General Electric's Power division is starting to push its way out of a two-year contraction.

Data source: General Electric. Chart by author. All figures are in millions.

It's also naive to ignore that alternative energies enjoyed a major revolution around the same time GE's turbine fan blades began to fail, steering capital investments away from older technologies and toward cleaner and greener ones. Numbers from IHS Markit indicate the pace of annual installations of photovoltaic panels more than doubled between 2015 and 2019, more than doubling the world's solar power production capacity as a result during that stretch, according to data from the International Energy Agency. It would have been surprising if General Electric's power business hadn't run into a headwind.

But take a longer, closer look at the chart above. Namely, take note of the fact that at the very least, power's revenue and orders were stabilizing in 2020 -- despite the turbulence -- through the recently ended quarter. Equipment orders have also improved dramatically in two of the past three quarters. It's a subtle hint that the tide is turning for the better, even if most investors aren't yet seeing it.

Not contracting, just changing

Not losing ground any longer isn't necessarily the same thing as growing, of course, and to be fair, it could be years before GE's power unit comes anywhere close to reliving its glory days when $8 billion worth of revenue and a few hundred million dollars' worth of quarterly profit were the norm.

Don't be too quick to dismiss the potential of this piece of the company's repertoire, however, for a couple of reasons.

Chief among them is that as reliable as solar power is, it still faces the problem of not generating electricity at night. This challenge has been reasonably well addressed by battery-based energy storage. The solution, however, still lacks the "instant on" option most power producers need, particularly in the extreme heat of summer and the bitter cold of winter. A multipronged electricity production portfolio that relies on all available options seems to be the most plausible future.

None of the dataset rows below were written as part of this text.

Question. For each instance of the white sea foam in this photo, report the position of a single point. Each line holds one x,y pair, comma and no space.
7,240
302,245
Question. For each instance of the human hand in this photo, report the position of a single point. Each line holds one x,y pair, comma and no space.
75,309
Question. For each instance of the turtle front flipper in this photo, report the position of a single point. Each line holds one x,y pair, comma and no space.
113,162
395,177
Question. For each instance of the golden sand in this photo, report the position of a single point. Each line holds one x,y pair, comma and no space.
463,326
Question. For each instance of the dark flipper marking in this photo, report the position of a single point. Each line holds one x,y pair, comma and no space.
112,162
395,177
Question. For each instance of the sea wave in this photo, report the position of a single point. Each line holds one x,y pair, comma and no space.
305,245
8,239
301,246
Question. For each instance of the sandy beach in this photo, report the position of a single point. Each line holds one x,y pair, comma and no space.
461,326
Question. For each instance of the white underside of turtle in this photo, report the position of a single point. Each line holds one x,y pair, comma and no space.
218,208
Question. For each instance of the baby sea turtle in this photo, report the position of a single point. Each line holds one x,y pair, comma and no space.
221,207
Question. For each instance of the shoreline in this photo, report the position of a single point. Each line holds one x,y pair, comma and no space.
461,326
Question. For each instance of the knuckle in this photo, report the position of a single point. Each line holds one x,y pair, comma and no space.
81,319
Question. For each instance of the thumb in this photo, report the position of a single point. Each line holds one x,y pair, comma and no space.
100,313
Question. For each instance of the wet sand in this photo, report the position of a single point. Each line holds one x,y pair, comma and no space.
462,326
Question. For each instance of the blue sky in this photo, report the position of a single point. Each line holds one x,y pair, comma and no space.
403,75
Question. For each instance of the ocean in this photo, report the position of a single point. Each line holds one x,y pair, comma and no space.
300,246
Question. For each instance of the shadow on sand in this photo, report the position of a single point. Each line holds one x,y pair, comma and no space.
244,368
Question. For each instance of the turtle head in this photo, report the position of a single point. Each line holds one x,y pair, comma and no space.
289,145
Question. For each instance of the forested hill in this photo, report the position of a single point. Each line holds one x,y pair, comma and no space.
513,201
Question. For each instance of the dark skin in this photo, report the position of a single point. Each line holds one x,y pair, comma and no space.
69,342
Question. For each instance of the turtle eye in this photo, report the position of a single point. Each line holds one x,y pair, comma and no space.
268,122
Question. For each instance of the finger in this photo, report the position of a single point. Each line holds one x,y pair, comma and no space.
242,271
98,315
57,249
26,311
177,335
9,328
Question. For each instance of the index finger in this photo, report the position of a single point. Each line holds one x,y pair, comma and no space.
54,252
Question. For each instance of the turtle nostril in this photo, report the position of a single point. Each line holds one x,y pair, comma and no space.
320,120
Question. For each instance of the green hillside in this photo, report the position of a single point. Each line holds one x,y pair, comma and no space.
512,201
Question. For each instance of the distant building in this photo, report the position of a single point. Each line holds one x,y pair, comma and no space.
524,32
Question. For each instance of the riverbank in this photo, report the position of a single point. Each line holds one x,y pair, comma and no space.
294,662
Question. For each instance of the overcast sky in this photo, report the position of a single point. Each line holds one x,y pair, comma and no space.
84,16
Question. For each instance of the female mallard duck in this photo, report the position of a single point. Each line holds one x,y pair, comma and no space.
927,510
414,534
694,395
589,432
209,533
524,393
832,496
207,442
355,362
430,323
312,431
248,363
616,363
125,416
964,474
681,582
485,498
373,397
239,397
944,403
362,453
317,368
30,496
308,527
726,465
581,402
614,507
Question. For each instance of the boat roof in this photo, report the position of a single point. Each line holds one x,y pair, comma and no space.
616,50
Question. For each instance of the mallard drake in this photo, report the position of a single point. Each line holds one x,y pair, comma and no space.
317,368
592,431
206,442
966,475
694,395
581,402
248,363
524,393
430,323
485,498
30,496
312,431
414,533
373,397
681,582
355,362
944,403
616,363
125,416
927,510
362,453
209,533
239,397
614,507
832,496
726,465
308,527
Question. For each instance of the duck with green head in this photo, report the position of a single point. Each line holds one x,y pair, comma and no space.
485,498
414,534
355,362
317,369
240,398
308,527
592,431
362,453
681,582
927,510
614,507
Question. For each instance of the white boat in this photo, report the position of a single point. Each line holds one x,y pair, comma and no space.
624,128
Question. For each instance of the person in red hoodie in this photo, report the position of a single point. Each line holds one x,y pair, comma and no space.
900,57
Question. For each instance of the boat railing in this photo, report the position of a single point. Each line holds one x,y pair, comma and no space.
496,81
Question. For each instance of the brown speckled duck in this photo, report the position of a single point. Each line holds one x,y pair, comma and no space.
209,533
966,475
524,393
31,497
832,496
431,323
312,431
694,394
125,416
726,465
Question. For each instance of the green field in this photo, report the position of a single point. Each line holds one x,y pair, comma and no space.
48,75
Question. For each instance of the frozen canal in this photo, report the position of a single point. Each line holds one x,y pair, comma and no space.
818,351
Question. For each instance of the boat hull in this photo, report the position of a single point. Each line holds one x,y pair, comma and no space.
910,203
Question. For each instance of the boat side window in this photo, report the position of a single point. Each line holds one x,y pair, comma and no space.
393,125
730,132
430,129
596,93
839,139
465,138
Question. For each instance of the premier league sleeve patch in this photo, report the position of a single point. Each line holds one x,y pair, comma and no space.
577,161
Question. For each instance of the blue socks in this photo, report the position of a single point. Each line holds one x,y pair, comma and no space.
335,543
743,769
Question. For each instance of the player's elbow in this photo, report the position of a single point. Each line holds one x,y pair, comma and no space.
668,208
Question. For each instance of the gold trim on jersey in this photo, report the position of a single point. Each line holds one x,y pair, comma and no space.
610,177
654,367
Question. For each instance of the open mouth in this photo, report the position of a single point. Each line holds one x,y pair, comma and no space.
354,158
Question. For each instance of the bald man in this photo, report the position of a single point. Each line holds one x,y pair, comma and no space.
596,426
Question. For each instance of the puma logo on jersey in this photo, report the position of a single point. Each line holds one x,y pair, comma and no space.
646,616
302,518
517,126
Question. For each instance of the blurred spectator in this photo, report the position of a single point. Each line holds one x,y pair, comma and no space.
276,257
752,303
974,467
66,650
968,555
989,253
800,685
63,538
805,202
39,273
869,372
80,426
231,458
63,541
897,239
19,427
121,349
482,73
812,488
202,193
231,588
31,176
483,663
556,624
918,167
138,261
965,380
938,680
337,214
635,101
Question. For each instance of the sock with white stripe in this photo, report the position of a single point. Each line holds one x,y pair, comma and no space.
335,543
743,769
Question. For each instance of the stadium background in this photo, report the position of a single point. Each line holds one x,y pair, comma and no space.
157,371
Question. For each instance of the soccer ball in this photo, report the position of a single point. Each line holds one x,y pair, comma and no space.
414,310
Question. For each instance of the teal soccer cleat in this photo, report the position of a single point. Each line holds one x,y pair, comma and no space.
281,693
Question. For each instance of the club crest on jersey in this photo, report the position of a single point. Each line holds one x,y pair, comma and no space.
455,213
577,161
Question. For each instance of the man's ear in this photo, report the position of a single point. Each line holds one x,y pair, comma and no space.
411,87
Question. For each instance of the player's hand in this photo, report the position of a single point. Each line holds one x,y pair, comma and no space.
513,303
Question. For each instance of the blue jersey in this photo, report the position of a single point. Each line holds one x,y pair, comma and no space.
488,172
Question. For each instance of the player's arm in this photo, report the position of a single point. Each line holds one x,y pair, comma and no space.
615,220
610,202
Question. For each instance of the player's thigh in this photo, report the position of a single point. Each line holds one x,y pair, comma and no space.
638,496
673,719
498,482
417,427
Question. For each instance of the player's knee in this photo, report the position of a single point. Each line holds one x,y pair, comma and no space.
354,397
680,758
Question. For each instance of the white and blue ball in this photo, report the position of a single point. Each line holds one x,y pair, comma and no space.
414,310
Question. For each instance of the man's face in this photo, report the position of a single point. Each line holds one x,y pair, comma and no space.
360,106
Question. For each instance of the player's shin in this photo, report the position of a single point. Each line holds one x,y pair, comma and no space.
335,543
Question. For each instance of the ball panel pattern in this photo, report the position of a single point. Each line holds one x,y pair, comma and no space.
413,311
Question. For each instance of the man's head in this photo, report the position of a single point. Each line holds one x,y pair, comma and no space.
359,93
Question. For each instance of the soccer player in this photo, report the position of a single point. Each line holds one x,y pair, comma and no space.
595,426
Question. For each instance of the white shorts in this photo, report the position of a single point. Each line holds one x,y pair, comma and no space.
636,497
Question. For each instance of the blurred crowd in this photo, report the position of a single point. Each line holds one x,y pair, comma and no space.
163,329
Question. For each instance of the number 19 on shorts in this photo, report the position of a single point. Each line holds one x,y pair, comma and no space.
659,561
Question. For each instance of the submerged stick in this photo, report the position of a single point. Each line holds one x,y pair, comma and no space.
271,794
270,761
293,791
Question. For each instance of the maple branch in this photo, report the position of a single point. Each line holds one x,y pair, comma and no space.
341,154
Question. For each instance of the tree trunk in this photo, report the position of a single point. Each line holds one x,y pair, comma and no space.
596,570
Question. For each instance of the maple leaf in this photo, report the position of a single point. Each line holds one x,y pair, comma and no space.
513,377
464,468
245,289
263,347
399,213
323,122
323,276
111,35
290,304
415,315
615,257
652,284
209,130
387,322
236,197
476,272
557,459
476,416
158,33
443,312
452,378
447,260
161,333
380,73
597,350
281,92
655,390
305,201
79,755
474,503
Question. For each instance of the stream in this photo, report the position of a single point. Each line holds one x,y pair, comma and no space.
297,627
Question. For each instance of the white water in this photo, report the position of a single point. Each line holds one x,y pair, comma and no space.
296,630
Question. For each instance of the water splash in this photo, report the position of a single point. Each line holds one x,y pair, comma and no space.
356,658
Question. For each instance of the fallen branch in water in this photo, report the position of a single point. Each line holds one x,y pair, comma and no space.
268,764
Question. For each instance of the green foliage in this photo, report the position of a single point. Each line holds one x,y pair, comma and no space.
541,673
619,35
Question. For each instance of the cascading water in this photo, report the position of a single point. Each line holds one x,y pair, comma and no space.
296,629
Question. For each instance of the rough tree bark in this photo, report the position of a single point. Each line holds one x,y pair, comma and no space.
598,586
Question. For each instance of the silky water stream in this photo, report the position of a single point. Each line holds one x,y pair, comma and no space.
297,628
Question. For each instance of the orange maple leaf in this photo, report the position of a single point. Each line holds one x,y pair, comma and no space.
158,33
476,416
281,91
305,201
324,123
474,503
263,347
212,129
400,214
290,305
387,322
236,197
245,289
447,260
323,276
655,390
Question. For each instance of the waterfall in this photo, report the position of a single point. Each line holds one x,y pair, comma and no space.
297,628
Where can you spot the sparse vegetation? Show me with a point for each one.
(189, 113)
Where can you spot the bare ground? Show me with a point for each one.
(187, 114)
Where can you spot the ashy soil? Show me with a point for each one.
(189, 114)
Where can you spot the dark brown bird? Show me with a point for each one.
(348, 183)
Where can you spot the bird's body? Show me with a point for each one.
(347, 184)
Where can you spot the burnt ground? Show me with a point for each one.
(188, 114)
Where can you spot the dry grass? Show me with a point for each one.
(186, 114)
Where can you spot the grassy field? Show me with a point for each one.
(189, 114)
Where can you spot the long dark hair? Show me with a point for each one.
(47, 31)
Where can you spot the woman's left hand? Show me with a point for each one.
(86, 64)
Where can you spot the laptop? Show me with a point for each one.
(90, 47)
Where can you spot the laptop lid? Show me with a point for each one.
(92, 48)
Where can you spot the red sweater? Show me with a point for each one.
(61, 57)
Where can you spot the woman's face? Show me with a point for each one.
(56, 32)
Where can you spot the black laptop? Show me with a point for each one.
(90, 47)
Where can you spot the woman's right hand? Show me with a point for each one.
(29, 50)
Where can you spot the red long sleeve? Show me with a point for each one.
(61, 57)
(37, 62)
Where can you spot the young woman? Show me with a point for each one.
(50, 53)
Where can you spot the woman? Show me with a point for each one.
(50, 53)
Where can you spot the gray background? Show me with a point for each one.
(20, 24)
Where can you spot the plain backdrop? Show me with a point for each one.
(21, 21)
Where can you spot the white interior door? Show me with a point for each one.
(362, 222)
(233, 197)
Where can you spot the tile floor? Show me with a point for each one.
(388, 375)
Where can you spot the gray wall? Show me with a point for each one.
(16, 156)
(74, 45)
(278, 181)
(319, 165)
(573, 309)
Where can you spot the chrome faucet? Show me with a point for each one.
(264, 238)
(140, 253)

A close-second reason to count on natural gas turbine demand for the foreseeable future is that the world just isn't ready to make this leap. In a long-term market outlook published just last year, the U.S. Energy Information Administration predicts that by 2050, 36% of the country's electricity will be produced by natural gas, down just 1 percentage point from 37% right now. That's despite renewables likely doubling their current portion of the nation's electricity production from 19% to 38% over the same 30-year span.

And to the extent that more clean-energy pressure is applied, GE's natural gas turbines can be made to run on hydrogen, which can be produced with a minimal environmental impact and -- eventually -- be produced cost-effectively. The company believes all of its turbines could be powered with clean hydrogen within a matter of years, which would make the question of natural gas's environmental impact moot.

The thing is, all of this undertow is evident in the numbers quietly disclosed by the company. As of the end of June, GE's power equipment and service backlog stood at $71.8 billion worth of business. That's more than four years' worth of business already lined up, not counting any new contracts signed in the meantime.

Bottom line

Investors looking for GE's power business to explode overnight are going to be disappointed. The company's customers aren't fast-moving consumers. Rather, they're corporations that can take months to decide to shell out millions on new equipment.

For long-term investors, though, power offers underappreciated upside that's on par with those of GE's renewables and aviation businesses. That bolsters the bullish case that already exists, based on continued cash flow growth even if the company is a bit riskier than the average blue chip here.